Personal life
- Born: 1700 Llanwenog
- Died: 20 June 1742

Religious life
- Religion: Christianity

= Jenkin Jones (pastor) =

Welsh Arminian pastor and writer

Jenkin Jones (1700?–1742), was a Welsh Arminian pastor and writer.

== Biography ==
Jenkin Jones was born about 1700, was son of John Jenkins of Bryngranod, Llanwenog, Cardiganshire, and according to a custom common until lately in the principality, adopted his father's Christian name as his own surname. The father, who is said to have been a blacksmith by trade, owned some land, and when he died, 18 March 1759, he left among other legacies one of £100 to endow Llwynrhydowen, the chapel founded by his son.

Jones in 1721 entered the Presbyterian College, Carmarthen, then under Thomas Perrot, a president whose own orthodoxy was unquestioned, but many of whose pupils subsequently drifted into heterodoxy. In 1723 Jones translated into Welsh and saw through the press Matthew Mead's Almost Christian tried and cast, which was published at Carmarthen in 1723. William Spurrell, in his History of Carmarthen, erroneously describes it as the first book printed there.

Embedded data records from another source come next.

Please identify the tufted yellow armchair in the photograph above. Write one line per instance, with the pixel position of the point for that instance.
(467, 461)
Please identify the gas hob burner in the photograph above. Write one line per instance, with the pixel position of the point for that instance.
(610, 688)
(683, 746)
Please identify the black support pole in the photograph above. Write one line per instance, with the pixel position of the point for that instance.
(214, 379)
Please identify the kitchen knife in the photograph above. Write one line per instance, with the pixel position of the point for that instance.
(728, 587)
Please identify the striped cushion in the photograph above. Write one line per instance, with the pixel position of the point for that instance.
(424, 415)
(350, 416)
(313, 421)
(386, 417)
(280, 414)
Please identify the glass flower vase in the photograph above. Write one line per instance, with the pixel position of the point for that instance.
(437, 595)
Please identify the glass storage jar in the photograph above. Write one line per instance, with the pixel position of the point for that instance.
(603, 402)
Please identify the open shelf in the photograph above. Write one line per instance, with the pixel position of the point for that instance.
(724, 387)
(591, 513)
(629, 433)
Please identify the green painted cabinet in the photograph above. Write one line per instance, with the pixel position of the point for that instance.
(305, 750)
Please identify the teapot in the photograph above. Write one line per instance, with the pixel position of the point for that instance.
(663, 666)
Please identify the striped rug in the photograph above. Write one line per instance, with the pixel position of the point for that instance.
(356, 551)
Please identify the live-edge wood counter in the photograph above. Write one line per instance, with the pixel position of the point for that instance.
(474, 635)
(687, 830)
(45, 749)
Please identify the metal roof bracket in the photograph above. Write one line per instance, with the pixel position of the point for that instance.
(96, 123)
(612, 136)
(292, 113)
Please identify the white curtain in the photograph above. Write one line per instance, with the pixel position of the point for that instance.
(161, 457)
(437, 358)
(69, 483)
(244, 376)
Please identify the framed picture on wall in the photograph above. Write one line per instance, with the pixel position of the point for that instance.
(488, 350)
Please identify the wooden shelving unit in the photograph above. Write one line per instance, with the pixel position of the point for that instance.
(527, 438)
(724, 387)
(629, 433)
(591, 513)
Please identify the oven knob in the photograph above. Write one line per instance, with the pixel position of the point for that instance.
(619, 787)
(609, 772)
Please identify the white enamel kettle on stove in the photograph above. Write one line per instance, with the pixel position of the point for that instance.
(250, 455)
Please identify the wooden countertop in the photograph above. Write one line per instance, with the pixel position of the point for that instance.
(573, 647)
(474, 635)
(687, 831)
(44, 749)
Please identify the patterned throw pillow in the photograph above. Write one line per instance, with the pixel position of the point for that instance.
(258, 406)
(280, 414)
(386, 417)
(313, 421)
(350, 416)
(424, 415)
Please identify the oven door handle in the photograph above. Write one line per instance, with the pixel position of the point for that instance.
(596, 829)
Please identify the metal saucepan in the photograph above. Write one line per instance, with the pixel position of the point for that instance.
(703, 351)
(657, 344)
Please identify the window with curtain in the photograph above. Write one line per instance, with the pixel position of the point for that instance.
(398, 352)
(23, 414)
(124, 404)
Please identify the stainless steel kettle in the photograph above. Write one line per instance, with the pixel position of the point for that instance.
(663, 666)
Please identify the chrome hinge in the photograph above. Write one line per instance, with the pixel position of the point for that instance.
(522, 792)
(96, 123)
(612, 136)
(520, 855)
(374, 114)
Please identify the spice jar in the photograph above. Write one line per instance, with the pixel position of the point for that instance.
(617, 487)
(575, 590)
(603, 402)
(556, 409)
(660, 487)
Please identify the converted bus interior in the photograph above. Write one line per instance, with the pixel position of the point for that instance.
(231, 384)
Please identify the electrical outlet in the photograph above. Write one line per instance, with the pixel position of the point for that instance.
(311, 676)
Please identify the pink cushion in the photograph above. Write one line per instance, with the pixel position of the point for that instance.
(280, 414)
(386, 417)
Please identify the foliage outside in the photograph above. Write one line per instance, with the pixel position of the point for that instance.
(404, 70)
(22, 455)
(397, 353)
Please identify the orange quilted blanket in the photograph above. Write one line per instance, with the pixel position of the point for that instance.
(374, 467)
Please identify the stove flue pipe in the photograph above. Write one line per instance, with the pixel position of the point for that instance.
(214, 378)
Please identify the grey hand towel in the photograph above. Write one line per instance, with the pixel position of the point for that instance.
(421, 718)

On leaving college, Jones seems to have become co-pastor with James Lewis of the congregation at Pantycreuddin, Llandysul, Cardiganshire. His views soon inclined to Arminianism, and although his following was large, the majority of the congregation opposed his teaching. He therefore resigned his co-pastorate, and founded in 1726 Llwynrhydowen, the first Arminian church in the principality, and the first church established in the interests of free religious thought. For some years he was the only public advocate of Arminianism in Wales, though many of the younger ministers and Carmarthen students were probably in secret sympathy with him.

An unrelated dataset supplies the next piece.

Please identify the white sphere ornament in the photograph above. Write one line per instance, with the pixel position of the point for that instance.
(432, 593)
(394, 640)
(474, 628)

In Whit week 1729 the spread of Arminian views was the subject of serious discussion at a meeting of the associated ministers at Llangloffan in Pembrokeshire, when it was resolved that certain works should be published "to counteract the Arminian doctrines which were then beginning to disturb the churches." Towards the close of the year an anonymous pamphlet appeared professing to give from the Arminian point of view a "Correct Account of Original Sin." It was attributed to Jones, but no copy is now known to be extant. It evoked numerous replies, among them one by Jones's old pastor, James Lewis, in conjunction with the Rev. Christmas Samuel, with the title, The most Correct Account of Original Sin, 1730.

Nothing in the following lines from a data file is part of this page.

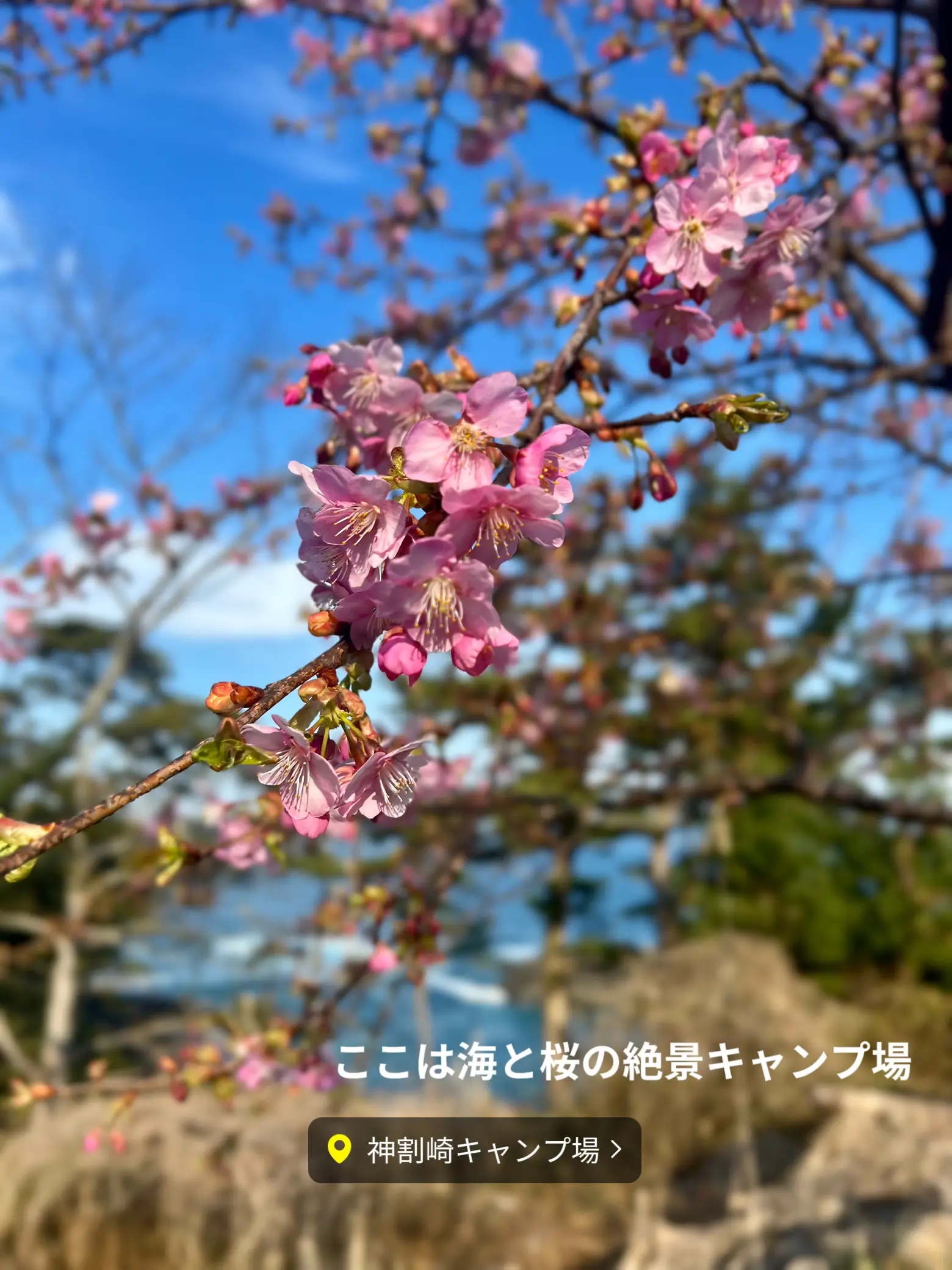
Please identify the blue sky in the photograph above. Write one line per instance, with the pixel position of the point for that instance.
(150, 170)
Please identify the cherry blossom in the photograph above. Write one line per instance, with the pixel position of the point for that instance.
(309, 785)
(492, 521)
(385, 784)
(456, 456)
(671, 319)
(748, 291)
(747, 165)
(400, 655)
(367, 376)
(243, 844)
(551, 459)
(439, 596)
(475, 655)
(788, 229)
(356, 516)
(696, 225)
(659, 156)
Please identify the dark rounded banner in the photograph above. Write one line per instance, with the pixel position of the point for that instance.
(474, 1150)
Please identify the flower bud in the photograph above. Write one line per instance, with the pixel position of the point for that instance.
(244, 695)
(568, 309)
(218, 700)
(316, 690)
(351, 703)
(651, 277)
(323, 623)
(662, 483)
(319, 370)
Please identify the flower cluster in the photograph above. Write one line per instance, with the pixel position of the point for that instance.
(405, 559)
(701, 217)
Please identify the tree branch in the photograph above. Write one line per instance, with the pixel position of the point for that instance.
(273, 694)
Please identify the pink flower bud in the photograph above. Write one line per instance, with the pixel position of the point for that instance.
(662, 483)
(399, 655)
(383, 959)
(651, 277)
(319, 370)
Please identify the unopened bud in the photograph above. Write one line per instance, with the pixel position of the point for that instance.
(662, 482)
(351, 703)
(568, 309)
(319, 370)
(651, 277)
(316, 690)
(323, 624)
(740, 412)
(464, 366)
(244, 695)
(218, 700)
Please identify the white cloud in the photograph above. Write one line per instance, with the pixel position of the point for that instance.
(254, 94)
(259, 600)
(16, 255)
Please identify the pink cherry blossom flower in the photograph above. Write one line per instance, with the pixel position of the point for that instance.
(18, 623)
(788, 229)
(747, 167)
(494, 407)
(383, 959)
(319, 1076)
(492, 521)
(367, 375)
(519, 59)
(696, 224)
(256, 1071)
(748, 291)
(400, 655)
(475, 655)
(242, 844)
(309, 784)
(551, 459)
(356, 515)
(366, 612)
(439, 596)
(671, 319)
(786, 161)
(385, 784)
(659, 156)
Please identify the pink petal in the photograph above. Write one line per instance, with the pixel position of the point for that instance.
(427, 450)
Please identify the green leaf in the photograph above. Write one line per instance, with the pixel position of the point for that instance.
(16, 835)
(224, 752)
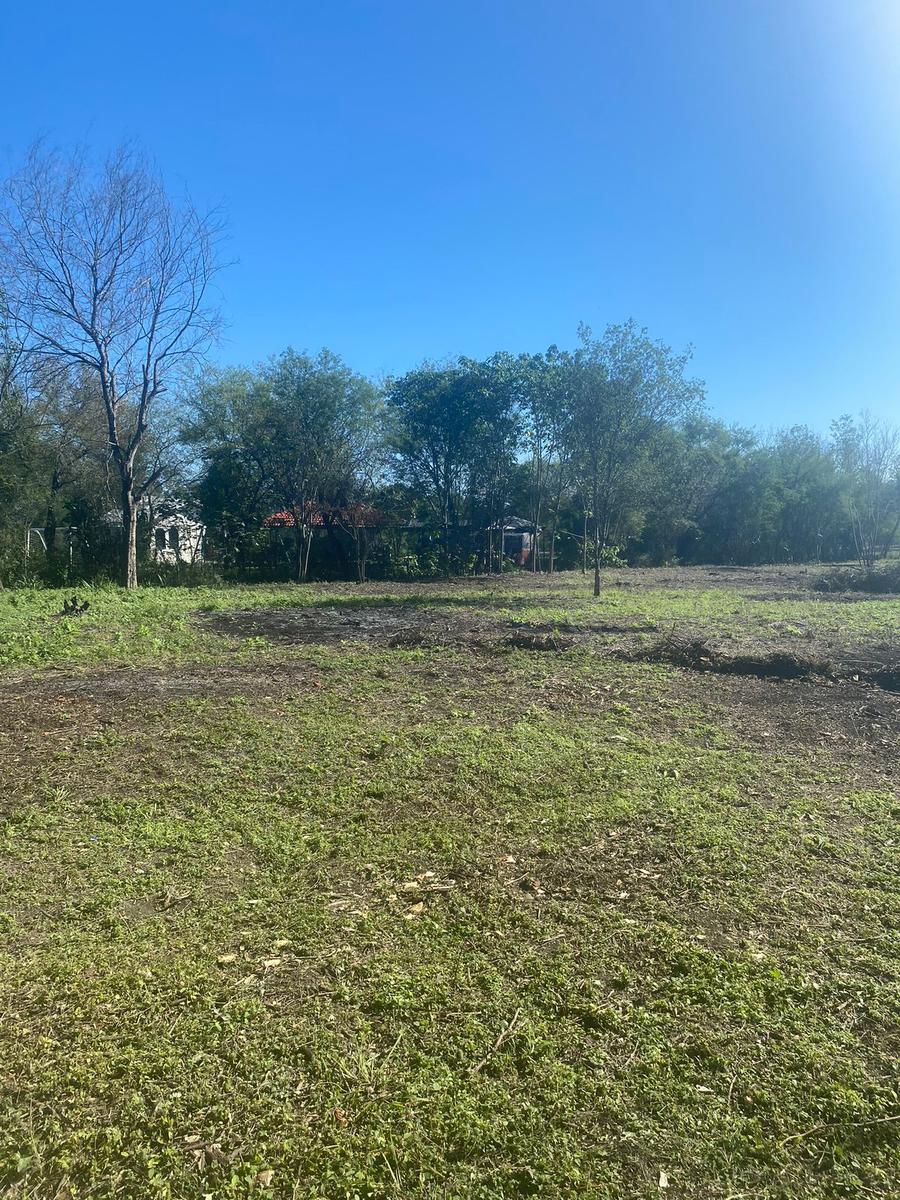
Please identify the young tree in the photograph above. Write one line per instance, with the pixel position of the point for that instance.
(625, 388)
(101, 271)
(868, 455)
(298, 430)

Jones's congregation increased, and six or seven influential ministers, together with their congregations, adopted his opinions. He died in 1742, in the mid-day of life, according to his elegy, and was buried on 4 June in the parish churchyard at Llandysul. He married a daughter of David Thomas of Pant-y-defaid, Cardiganshire.

== Works ==
Jones published, besides the works mentioned:

- Dydd y Farn Fawr (i.e. The Day of Great Judgment), translation of a work by the Rev. Thomas Vincent, M.A., Carmarthen, 1727.
- Catecismau; preface dated 2 August 1732.
- Hymnau Cymmwys i Addoliad Duw, ynghyd a'i Farwnad [elegy] gan Evan Thomas Rees, Carmarthen, 1768; edited by his son-in-law and successor in the ministry, David Lloyd.

Other works are attributed without authority to Jones in Rowlands's Cambrian Bibliography.